The Liberals under Jeremy Thorpe offered themselves as a party of the "radical centre". They pledged to save Britain from a see-saw between the "Party of Management" and the "Party of Trade Unions", to overcome the old class divisions. As good liberal pluralists, they maintained that managers and workers were merely two of many special interest groups in society, whose disputes could be arbitrated and resolved by a benevolent government. Labour could not do this because, dependent as it was on the unions it could not operate an efficient incomes policy. (Quite the reverse, as it transpired: Labour's relationship with the trade union bureaucracy left it in a better position to negotiate the Social Contract). By the same token, a Tory party dependent on big business for its funding could not constrain prices. The old class-based parties had failed. The Liberals did not deny that there was a material basis for class divisions, and said they would attenuate this with a radical redistribution of wealth.
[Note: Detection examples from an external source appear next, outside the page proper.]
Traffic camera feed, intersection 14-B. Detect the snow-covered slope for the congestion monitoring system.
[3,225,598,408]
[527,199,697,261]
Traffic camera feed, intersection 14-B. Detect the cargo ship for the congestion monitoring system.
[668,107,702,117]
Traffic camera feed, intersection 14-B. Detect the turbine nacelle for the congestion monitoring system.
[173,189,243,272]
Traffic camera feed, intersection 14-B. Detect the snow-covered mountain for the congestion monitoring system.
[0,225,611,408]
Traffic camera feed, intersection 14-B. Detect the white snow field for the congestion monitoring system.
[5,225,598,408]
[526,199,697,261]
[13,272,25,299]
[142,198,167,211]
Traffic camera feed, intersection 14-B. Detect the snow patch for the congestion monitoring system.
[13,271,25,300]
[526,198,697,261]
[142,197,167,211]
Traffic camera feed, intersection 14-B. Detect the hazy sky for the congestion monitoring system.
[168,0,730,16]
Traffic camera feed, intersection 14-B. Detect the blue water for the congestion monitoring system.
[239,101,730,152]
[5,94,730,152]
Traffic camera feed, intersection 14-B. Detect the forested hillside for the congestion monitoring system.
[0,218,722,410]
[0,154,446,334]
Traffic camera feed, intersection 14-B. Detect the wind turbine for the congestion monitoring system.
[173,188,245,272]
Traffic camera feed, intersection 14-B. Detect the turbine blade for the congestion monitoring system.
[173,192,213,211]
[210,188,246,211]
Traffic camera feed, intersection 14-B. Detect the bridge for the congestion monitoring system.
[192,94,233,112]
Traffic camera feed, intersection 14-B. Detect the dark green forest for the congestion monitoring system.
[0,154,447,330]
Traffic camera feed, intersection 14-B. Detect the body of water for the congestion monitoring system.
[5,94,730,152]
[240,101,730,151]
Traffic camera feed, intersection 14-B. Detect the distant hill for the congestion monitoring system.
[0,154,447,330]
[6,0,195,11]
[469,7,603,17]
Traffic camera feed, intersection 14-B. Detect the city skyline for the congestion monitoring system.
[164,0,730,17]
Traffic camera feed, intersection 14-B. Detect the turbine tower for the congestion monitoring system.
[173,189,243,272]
But the basis of Liberal policy would be the individual, not masses and classes. Despite the particular ideological inflections I have mentioned here, the Liberals were merely upholding the consensus, which had failed. Their plea for some sort of class compromise was a plea for precisely the sort of arrangement that was no longer working.
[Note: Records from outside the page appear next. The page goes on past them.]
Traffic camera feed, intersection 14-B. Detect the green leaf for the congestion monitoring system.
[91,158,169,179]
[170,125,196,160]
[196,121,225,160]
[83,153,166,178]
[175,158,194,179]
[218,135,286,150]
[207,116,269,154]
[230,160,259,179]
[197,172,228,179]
The Tories, of course, responded to the crisis of the post-war order by moving toward the radical free market right: first with Heath's 'Selsdon Man', which fell to pieces, and then with the Hayekians, Friedmanites, and Pinochistas who took control of the party in 1975. Like the Liberals, they believed it was possible to move beyond class, and that individuals were what mattered. Unlike the Liberals, they weren't interested in incomes policies or price controls to achieve sovereignty of the individual. They believed that you had to take on the trade unions as the single biggest impediment on the rights of individuals to dispose of property and the profits of that property as they saw fit. The specific dogmas they espoused in this respect were not indispensable. When monetarism was seen not to be working as a policy, they dropped it. But even that was not a simple intellectual error. Hayek, Thatcher's court philosopher, understood that the point of monetarism was to put countering inflation at the centre of the agenda, and to recognise that inflation was not merely the result of macro-economic mismanagement but of the balance of political power between the unions and the employers. An attack on inflation was therefore an attack on full employment, collective bargaining and union strength.
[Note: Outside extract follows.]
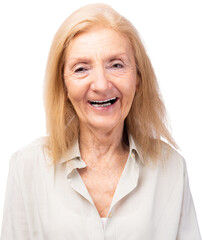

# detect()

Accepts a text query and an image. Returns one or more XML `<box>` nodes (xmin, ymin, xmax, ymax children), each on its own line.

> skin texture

<box><xmin>64</xmin><ymin>27</ymin><xmax>138</xmax><ymax>217</ymax></box>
So, you had a crisis in the post-war system; a Labour Party whose left wanted to move beyond the consensus and radically level the wealth and political power in society; a Conservative Party which wanted to move beyond the consensus and introduce radical new modes of class power; and a Liberal Party which was sticking doggedly to Butskellism. The SDP were effectively of the same opinion as the Liberals on this basic question. And in 1983, the Liberal/SDP Alliance assembled the broadest possible cross-class vote in favour of the post-war consensus. And they were indeed successful in mobilising a sizeable vote from all classes. While Labour still relied disproportionately on the support of manual workers, and the Tories found their bedrock in the lower middle class, the Liberals were not overly reliant on a single class bloc, though they tended to aim for the relatively more affluent workers. If Tory voters were mobilised by their party's stance on privatization (82%), and Labour voters by unemployment (84%), there was no single issue on which Alliance voters were galvanised. It was the general ideological outlook, centrist on class issues, radical on issues of crime and defence, that appealed to their voters.
So, a majority rejected Thatcherism, voting either for the post-war consensus or a radical alternative to it. But, and this is why the Lib and Lab factions of the "progressive tradition" needed each other, the first-past-the-post system did not translate this into an anti-Thatcherite majority in parliament. The seats system in the UK had always been rotten, from before the First Reform Act of 1832 until after the Fifth Reform Act of 1928, and it had usually worked to the advantage of the right. The Liberals, anxious to escape an alliance with the trade unions, have long proposed proportional representation. Labour, determined to maintain a monopoly on all social forces left-of-centre, have only fitfully assented to this idea. Instead, they moved farther and farther to the right, desperate to recapitulate the old electoral coalition, ultimately unsuccessful in doing so. The Tories were able to force through neoliberal reforms with all the appearance of a real mandate, and both Labour and the Liberals have adapted to that situation. Now the Liberals are run by their 'Orange Book' faction, Labour is run by the Blairites, and the Tories... well, there's a book on that topic coming out soon.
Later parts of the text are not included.